Getting Your Name on the Birth Certificate After a Surrogacy Birth

By: Nancy Lam shutterstock_80495383 250

After all the struggles you endured your child has been born through the gift of a surrogate. You have been congratulated on becoming parents by everyone except the law. Canadian provincial laws recognize the woman who gives birth to a child as the mother. Currently, no provincial legislation automatically recognizes intended or biological mothers as the parent of a child born via a surrogate.

Whether you and your partner are both biologically related to the child or only your partner is related, you need to apply for a Declaration of Parentage in court. This process requires you to apply to a court to be declared the parents of your newborn.

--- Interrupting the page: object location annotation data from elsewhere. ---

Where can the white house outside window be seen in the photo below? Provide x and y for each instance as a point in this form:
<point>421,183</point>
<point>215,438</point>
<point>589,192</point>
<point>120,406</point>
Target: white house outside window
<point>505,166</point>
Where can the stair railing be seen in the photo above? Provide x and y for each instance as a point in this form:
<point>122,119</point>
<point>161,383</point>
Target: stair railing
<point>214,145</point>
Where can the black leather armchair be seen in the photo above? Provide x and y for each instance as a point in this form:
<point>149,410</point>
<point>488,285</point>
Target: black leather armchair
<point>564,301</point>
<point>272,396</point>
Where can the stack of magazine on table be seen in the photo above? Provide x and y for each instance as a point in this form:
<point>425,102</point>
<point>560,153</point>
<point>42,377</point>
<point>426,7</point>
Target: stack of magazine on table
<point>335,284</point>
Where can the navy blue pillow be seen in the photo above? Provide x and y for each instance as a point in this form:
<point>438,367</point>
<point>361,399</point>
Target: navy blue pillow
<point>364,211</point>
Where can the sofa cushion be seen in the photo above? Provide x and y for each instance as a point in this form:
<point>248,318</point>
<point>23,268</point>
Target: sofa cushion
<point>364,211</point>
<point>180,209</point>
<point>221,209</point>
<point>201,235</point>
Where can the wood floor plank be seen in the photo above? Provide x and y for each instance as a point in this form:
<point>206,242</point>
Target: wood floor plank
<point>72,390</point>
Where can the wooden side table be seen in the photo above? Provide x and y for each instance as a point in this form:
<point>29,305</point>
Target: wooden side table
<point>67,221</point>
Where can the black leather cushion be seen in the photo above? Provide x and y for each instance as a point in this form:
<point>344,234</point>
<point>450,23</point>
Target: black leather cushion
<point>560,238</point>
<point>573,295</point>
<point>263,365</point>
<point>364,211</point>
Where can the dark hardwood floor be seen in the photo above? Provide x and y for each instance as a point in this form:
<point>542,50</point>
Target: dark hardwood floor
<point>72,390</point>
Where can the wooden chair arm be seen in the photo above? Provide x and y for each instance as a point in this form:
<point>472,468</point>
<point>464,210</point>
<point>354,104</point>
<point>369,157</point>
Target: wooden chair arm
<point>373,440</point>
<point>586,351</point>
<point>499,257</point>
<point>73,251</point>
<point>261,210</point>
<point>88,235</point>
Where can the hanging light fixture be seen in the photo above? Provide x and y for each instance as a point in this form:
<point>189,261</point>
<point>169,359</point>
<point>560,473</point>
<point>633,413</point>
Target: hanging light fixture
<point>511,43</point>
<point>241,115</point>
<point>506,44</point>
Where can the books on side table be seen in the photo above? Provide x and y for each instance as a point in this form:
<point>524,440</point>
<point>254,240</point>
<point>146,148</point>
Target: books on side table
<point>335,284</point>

You need to convince the court that you are indeed the biological and/or intended parent of the child born to you through a surrogate. The information you provide may vary depending on the particular concerns or questions of any given Court. As with most court procedures, family courts have particular rules that need to be followed before you are granted a court order for what you want.   You then need to take this court order to the government department that collects information regarding births and they will then list you as   the parents of the child. And while anyone can go to court for themselves, it is probably less time consuming, less costly and less frustrating to find a lawyer who has guided other couples through the process to help you.

Lawyers who have experience with Declarations of Parentage include:

Larry Kahn – B.C.

Nancy Lam – Ontario

Adele Savoie – New Brunswick

Terry Shepherd – Nova Scotia

The provinces which have granted Declarations of Parentage to biologically related and non biologically related parents include: British Columbia, Saskatchewan, and Ontario. Provinces which have granted Declarations of Parentage to biologically related parents include: Alberta, Manitoba, New Brunswick, Nova Scotia and Prince Edward Island.  Quebec has legislation which will not recognize surrogate births and British Columbia is working on legislation which recognizes the Intended Parents as the parents of children born through surrogacy. The author is not aware of any Declarations of Parentages that have been made or completed in Newfoundland & Labrador, Yukon, Northwest Territories and Nunavut.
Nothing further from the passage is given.